Di solito la dinamica è questa: taglio a zero, incazzatura di lei che dura un paio di giorni, progressiva ricrescita, capelli troppo lunghi da asciugare solo con la salvietta, io sulla soglia con i capelli ancora bagnati ma vestito e pronto per uscire, lei che mi acchiappa con il phon in mano: "Così non uscirai!".
Ovviamente "così" non sono mai uscito.
Mi sembra di avere le espressioni della mia cagnolina, un westie di nome Cindy, quando lei la spazzola.
Nessuna pietà per lei. Nessuna pietà per me.
Resisto per qualche settimana, poi con fare circospetto affermo: "Dovrò andare dal barbiere..." - Lei "Si, ma non tagliarteli come l'ultima volta!" - Io: "Come vorresti che li tagliassi?" - Lei: "Non così corti, almeno un centimetro e mezzo!" - Io: "Cinque millimetri!" - Lei: "Uno!" - Io: "Ok, uno. Fatta!"
Il giorno decisivo è oggi. Non mi sopporto più, i capelli che arrivano negli occhi, lo svegliarsi al mattino e prendere veramente paura mentre ti fai la barba: "Ok, oggi lo faccio. Me li taglio".
Vado dal barbiere, quello solito, rionale. Gli racconto del prossimo viaggio: Ulaanbatar, 16.000 Km con una Panda e, chiacchierando mi dimentico di dirgli di posizionare il rasoio a centimetri uno. Risultato?
Come sempre. Centimetri zero virgola cinque.
Praticamente nudo.
Ecco perché. a quest'ora, sono ancora in negozio a raccontarvi queste scemenze.
Ultima modifica di PaoloVIP il venerdì 24 aprile 2009, 23:54, modificato 1 volta in totale.
Ecco perché. a quest'ora, sono ancora in negozio a raccontarvi queste scemenze.
non avrai mica intenzione di rimanere in negozio finché i capelli non ricrescono fino ad 1 centimetro? (rotfl)
«Il problema dell'umanità è che gli sciocchi e i fanatici sono estremamente sicuri di loro stessi, mentre le persone più sagge sono piene di dubbi. » (Bertrand Russel) Blog GNU/Linux, Ubuntu, varie ed eventuali
Ecco perché. a quest'ora, sono ancora in negozio a raccontarvi queste scemenze.

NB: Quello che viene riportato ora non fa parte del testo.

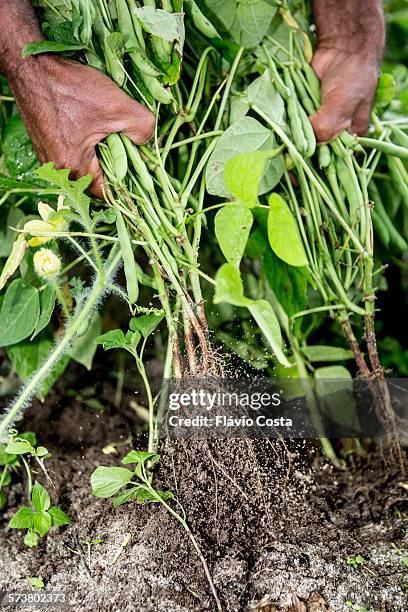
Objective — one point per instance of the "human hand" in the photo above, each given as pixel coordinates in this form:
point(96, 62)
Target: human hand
point(69, 108)
point(350, 39)
point(348, 85)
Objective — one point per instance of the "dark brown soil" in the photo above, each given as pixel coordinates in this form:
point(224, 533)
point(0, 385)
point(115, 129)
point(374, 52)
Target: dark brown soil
point(275, 521)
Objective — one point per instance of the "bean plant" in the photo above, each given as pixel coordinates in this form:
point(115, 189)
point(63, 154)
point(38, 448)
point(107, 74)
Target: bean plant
point(233, 164)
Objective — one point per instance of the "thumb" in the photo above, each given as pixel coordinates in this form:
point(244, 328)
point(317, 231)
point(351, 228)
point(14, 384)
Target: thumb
point(334, 116)
point(97, 184)
point(135, 121)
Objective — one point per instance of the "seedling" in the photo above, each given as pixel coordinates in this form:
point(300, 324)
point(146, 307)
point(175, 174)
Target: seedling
point(125, 485)
point(356, 561)
point(39, 518)
point(36, 582)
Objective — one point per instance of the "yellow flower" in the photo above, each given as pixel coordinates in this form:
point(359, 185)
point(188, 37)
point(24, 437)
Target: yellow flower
point(46, 263)
point(52, 221)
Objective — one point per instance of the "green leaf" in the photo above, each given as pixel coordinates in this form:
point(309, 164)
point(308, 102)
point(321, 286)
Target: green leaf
point(72, 190)
point(84, 347)
point(15, 218)
point(19, 447)
point(42, 523)
point(326, 353)
point(5, 478)
point(332, 372)
point(3, 500)
point(229, 287)
point(268, 323)
point(20, 159)
point(128, 259)
point(6, 458)
point(242, 176)
point(40, 498)
point(289, 283)
point(232, 227)
point(107, 481)
point(27, 356)
point(19, 312)
point(48, 46)
point(144, 496)
point(146, 324)
point(58, 516)
point(23, 519)
point(245, 136)
point(125, 497)
point(263, 94)
point(31, 539)
point(386, 90)
point(283, 233)
point(47, 303)
point(252, 21)
point(165, 25)
point(14, 259)
point(140, 457)
point(112, 339)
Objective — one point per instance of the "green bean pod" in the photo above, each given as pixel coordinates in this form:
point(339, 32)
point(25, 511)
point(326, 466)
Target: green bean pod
point(380, 228)
point(143, 64)
point(308, 132)
point(118, 155)
point(301, 91)
point(125, 23)
point(294, 116)
point(139, 165)
point(348, 187)
point(396, 239)
point(399, 177)
point(401, 137)
point(137, 28)
point(157, 89)
point(385, 147)
point(200, 21)
point(313, 82)
point(324, 156)
point(87, 11)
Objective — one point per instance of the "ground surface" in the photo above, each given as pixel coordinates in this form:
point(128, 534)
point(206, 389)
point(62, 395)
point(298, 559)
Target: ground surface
point(276, 523)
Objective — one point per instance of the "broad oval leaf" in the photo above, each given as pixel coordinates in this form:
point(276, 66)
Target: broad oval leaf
point(268, 323)
point(40, 498)
point(58, 516)
point(47, 302)
point(140, 457)
point(19, 313)
point(243, 174)
point(229, 287)
point(232, 226)
point(107, 481)
point(146, 324)
point(283, 233)
point(42, 522)
point(245, 136)
point(326, 353)
point(23, 519)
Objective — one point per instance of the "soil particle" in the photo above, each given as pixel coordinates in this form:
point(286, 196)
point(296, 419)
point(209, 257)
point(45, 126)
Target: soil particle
point(276, 523)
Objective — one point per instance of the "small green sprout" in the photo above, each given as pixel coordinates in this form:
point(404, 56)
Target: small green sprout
point(356, 561)
point(39, 519)
point(36, 582)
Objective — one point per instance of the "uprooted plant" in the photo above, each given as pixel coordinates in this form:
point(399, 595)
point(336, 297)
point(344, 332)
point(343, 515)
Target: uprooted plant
point(295, 221)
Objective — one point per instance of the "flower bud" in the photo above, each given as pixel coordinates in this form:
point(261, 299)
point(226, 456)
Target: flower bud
point(46, 263)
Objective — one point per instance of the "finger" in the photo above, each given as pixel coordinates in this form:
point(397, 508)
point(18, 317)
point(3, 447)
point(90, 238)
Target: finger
point(335, 114)
point(135, 121)
point(95, 171)
point(361, 118)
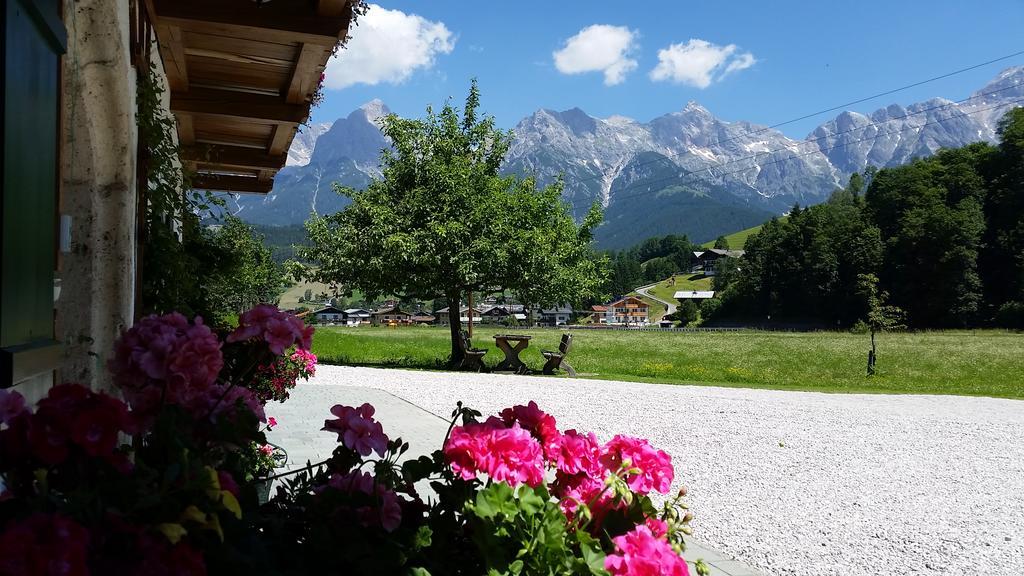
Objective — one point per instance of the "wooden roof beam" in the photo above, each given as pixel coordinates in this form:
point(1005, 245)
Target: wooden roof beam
point(241, 106)
point(305, 77)
point(222, 182)
point(233, 157)
point(278, 21)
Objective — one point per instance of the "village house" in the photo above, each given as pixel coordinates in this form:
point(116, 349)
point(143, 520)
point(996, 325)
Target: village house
point(355, 317)
point(422, 318)
point(630, 311)
point(598, 314)
point(707, 260)
point(235, 77)
point(330, 315)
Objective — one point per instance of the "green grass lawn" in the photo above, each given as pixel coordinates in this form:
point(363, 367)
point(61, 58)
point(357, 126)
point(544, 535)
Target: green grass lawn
point(736, 240)
point(683, 282)
point(975, 363)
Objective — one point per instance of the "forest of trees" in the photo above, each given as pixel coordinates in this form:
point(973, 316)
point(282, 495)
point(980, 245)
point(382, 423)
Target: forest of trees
point(943, 235)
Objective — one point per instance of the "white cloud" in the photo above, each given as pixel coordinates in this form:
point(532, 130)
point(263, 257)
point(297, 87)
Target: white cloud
point(388, 46)
point(599, 48)
point(699, 63)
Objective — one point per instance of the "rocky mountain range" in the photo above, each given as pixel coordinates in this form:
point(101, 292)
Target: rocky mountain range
point(684, 172)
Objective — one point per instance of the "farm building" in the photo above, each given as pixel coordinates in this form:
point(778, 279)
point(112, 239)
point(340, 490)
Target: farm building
point(355, 317)
point(232, 80)
point(694, 294)
point(391, 315)
point(329, 315)
point(628, 311)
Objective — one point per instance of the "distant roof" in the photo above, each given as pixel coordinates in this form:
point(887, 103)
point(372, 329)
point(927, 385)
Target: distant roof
point(721, 252)
point(621, 300)
point(694, 294)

non avrai mica intenzione di rimanere in negozio finché i capelli non ricrescono fino ad 1 centimetro? (rotfl)
loool...
...se vuoi ti regalo un po' di capelli miei, ho un cespuglio in testa che copre gli occhi (tutti e due...mica so' emo....xD) e stavo pensando di tagliarmeli un pochettino lasciandoli comunque lunghi!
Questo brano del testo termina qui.